À primeira vista, parece uma grande procissão ou até mesmo um protesto, mas as cerca de mil pessoas caminhando pelas ruas de Belém (PA) participam, na verdade, de uma aula pública no centro histórico da cidade.
A iniciativa é do professor e historiador Michel Pinho e começou há cerca de 25 anos. Pinho conta a origem dos prédios públicos e, a partir do patrimônio histórico e cultural, explica a história da chamada capital da Amazônia.
"Eu imagino a cidade como se ela fosse uma sala de aula, então, ao invés de um quadro, a gente tem um prédio, ao invés de uma projeção, a gente tem uma rua, ao invés de uma narrativa, a gente tem as pessoas. Então fazer isso é fazer com que a gente tome para a gente um direito, que é o direito à cidade", explica.

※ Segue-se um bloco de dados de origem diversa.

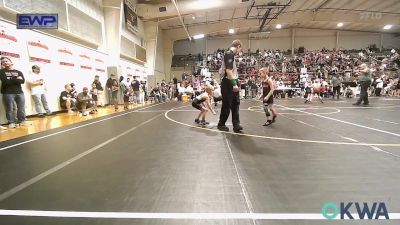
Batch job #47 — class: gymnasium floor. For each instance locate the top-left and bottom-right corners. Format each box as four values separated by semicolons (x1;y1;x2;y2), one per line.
0;98;400;225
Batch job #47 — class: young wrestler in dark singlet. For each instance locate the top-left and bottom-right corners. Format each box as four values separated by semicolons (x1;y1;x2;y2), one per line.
259;67;278;126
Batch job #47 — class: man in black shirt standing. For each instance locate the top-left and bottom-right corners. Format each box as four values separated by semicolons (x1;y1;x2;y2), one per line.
0;57;28;128
93;75;104;106
131;77;142;104
106;74;115;106
218;40;243;132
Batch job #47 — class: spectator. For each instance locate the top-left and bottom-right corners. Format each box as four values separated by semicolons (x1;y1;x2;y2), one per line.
0;57;29;128
111;80;119;111
118;76;129;104
70;83;78;99
132;77;140;104
93;75;104;107
90;83;99;112
28;65;52;117
77;87;94;116
124;89;131;109
375;77;383;97
60;84;76;114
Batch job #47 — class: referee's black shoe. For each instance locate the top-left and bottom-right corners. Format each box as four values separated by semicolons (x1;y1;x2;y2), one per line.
217;125;229;132
233;124;243;132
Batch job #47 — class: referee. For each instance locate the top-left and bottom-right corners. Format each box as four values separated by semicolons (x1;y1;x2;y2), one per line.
218;40;243;132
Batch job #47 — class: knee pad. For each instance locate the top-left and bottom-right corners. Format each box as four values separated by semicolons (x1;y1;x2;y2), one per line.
263;102;271;117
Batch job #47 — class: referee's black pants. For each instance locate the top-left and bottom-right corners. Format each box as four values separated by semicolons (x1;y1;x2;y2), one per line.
218;78;240;127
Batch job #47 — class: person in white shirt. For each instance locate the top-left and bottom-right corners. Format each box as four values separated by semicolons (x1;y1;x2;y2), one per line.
375;77;383;97
28;65;52;117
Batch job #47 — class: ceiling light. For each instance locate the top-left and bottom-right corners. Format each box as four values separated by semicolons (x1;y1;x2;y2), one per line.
193;34;205;39
190;0;222;10
383;24;392;30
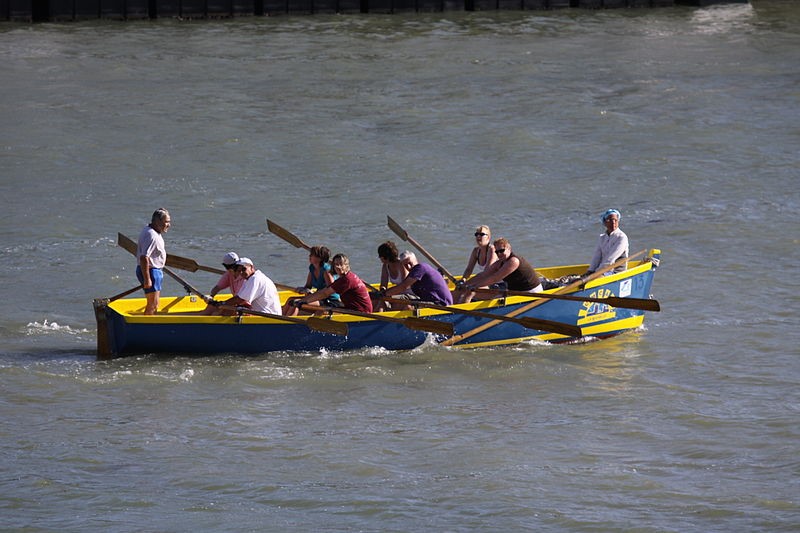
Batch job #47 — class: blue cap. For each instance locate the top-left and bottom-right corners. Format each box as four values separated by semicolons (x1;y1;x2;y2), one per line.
600;209;622;222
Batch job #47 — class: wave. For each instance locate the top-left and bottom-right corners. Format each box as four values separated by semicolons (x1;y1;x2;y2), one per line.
25;319;92;336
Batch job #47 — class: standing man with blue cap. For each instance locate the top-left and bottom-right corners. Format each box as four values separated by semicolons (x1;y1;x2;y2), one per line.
583;209;630;276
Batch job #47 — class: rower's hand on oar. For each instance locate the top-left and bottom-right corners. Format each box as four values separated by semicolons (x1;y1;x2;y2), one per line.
201;294;222;307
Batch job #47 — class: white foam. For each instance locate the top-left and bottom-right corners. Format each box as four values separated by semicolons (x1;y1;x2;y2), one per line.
25;319;89;335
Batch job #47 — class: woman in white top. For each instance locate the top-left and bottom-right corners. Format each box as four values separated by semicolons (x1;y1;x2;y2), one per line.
373;241;414;311
462;226;497;281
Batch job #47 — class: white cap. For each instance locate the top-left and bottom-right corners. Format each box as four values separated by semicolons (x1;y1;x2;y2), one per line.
222;252;239;266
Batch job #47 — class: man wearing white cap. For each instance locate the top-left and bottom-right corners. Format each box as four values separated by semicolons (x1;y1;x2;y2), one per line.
225;257;281;315
583;209;630;276
200;252;244;315
209;252;244;298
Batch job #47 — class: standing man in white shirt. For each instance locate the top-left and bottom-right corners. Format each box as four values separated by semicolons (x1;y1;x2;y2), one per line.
583;209;630;276
136;207;172;315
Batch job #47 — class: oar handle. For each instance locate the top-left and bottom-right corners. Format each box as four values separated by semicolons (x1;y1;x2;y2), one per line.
386;215;458;283
267;219;311;251
108;285;142;302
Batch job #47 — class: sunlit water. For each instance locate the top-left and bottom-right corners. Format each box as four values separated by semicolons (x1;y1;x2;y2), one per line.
0;1;800;532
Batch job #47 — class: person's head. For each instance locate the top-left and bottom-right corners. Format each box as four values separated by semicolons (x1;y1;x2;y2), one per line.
236;257;256;279
475;226;492;246
600;209;622;233
331;254;350;276
378;241;398;263
150;207;172;233
222;252;239;270
398;250;419;270
308;246;331;264
494;237;511;259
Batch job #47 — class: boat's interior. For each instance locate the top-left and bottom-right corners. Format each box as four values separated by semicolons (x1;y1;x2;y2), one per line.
103;249;660;322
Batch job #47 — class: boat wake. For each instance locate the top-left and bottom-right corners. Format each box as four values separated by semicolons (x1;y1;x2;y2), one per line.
25;319;91;337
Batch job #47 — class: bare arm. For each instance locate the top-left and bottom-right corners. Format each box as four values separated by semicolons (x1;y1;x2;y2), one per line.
302;287;336;303
139;255;153;289
386;276;418;296
461;248;478;279
469;257;519;287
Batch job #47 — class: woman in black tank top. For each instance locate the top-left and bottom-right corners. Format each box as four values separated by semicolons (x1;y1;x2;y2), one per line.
455;238;542;303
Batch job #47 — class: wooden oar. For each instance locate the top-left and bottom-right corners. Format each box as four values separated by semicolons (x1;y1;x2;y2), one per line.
267;219;311;251
108;285;142;302
441;250;647;346
301;305;453;336
474;289;661;311
117;233;225;275
164;267;350;335
219;304;350;336
382;297;582;337
386;216;458;283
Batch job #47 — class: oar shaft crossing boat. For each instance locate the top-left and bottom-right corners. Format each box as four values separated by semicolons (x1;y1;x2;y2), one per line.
94;249;661;359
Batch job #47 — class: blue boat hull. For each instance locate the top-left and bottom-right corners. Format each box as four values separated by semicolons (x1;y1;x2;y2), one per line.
95;250;659;358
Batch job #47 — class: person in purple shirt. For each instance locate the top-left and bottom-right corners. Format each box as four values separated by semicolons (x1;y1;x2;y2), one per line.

Ao centro, com o apoio de uma pequena escada, o professor garante a atenção dos 'alunos'. / Marci Nagano/Amazônia Vox
Na última aula pública nas ruas, realizada no aniversário de Belém, dia 12 de janeiro, o projeto alcançou um público recorde de cerca de mil pessoas em um domingo de feriado e emocionou o professor, aplaudido pela multidão.
“O que chama atenção das pessoas é reconhecer a cidade e o seu espaço. Ver e entender o nome das ruas, porque é assim ou assado, porque o prédio tem essas características, porque a cidade se apresenta dessa maneira. É muito bonito ver as pessoas se interessarem por isso”.
Em tempos de excesso de informação disponível por diversos formatos, o projeto reforça ainda a importância histórica do papel do professor que facilita o acesso ao saber em linguagem humanizada, dinâmica e coletiva, conquistando um público que vai desde crianças até idosos.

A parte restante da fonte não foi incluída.